Pultenaea stricta, commonly known as rigid bush-pea, is a species of flowering plant in the family Fabaceae and is endemic to south-eastern continental Australia. It is a slender, erect or low-lying shrub with elliptic to egg-shaped leaves with the narrower end towards the base, and yellow and red, pea-like flowers.

==Description==
Pultenaea stricta is a slender, erect or low-lying shrub that typically grows to a height of up to 1 m and has ribbed stems covered with hairs flattened against the surface. The leaves are arranged alternately along the branches, elliptic to egg-shaped with the narrower end towards the base, 4–15 mm long, 2–8.6 mm wide with lance-shaped, dark brown stipules 1.0–1.2 mm long at the base.
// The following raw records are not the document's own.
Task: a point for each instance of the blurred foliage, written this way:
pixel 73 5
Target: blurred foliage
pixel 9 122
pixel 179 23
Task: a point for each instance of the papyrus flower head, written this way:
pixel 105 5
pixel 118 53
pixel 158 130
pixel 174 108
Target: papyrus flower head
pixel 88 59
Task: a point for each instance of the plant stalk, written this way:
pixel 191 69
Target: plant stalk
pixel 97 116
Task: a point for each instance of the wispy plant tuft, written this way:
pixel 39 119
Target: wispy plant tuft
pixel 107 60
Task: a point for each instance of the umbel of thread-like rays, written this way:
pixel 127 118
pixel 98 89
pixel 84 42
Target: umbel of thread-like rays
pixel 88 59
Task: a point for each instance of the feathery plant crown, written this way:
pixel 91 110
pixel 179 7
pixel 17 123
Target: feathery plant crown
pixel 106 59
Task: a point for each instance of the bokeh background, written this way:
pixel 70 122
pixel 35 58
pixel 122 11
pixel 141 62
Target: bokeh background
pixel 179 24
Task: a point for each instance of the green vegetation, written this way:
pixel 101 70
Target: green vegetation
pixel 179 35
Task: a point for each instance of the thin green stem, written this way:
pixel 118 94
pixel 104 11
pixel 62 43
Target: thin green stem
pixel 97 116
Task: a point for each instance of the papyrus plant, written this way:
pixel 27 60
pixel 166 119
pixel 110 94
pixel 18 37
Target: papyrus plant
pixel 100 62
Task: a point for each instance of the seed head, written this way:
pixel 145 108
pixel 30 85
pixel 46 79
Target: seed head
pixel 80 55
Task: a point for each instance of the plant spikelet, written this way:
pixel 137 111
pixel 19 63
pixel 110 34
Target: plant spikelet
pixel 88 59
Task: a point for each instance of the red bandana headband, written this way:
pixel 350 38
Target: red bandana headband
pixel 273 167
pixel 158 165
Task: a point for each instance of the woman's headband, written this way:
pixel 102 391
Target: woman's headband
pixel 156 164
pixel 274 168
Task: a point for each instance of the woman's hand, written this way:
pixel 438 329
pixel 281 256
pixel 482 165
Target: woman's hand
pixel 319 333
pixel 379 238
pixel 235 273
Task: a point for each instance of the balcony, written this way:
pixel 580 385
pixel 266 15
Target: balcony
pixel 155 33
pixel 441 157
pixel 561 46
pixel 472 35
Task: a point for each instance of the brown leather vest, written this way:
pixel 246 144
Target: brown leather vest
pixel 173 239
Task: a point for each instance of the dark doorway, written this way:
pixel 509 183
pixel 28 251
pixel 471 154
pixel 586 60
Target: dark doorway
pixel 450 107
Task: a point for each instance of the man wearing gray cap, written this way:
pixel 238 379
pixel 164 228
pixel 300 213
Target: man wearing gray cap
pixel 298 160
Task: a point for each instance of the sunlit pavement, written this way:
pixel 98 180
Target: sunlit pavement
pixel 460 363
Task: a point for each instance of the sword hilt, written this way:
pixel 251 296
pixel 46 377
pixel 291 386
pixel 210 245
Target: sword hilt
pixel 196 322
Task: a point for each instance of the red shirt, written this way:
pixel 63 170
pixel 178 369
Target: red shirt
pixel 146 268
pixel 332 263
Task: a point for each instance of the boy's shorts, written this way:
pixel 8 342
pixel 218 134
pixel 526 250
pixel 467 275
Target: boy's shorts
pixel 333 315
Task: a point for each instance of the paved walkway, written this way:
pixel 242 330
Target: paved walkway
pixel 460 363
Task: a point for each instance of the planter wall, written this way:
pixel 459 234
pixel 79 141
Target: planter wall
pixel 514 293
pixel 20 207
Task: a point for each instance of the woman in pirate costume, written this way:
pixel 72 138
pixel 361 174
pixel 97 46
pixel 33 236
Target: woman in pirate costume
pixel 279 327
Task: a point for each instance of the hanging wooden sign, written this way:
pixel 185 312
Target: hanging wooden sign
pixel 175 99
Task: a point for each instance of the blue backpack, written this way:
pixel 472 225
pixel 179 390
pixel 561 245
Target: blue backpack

The flowers are arranged in clusters of more than three on the ends of branches and are 8–10 mm long with egg-shaped bracts 2–4 mm long at the base, but that fall off as the flower opens. The sepals are 4–5 mm long with lance-shaped bracteoles 3–4 mm long attached to the side of the sepal tube. The standard petal is yellow to orange with red streaks and 8–9 mm long, the wings yellow and 7.8–9.0 mm long, and the keel crimson and 7.2–9.0 mm long. Flowering mainly occurs from September to November and the fruit is a flattened egg-shaped pod 5–6 mm long.

==Taxonomy==
Rigid bush-pea was first formally described in 1813 by John Sims in The Botanical Magazine. The specific epithet (stricta) means "erect" or "rigid".

==Distribution and habitat==
Pultenaea stricta usually grows in wet sites in forest and heathland. It is found south of the Great Dividing Range in southern Victoria, in the far south-east of South Australia and in Tasmania.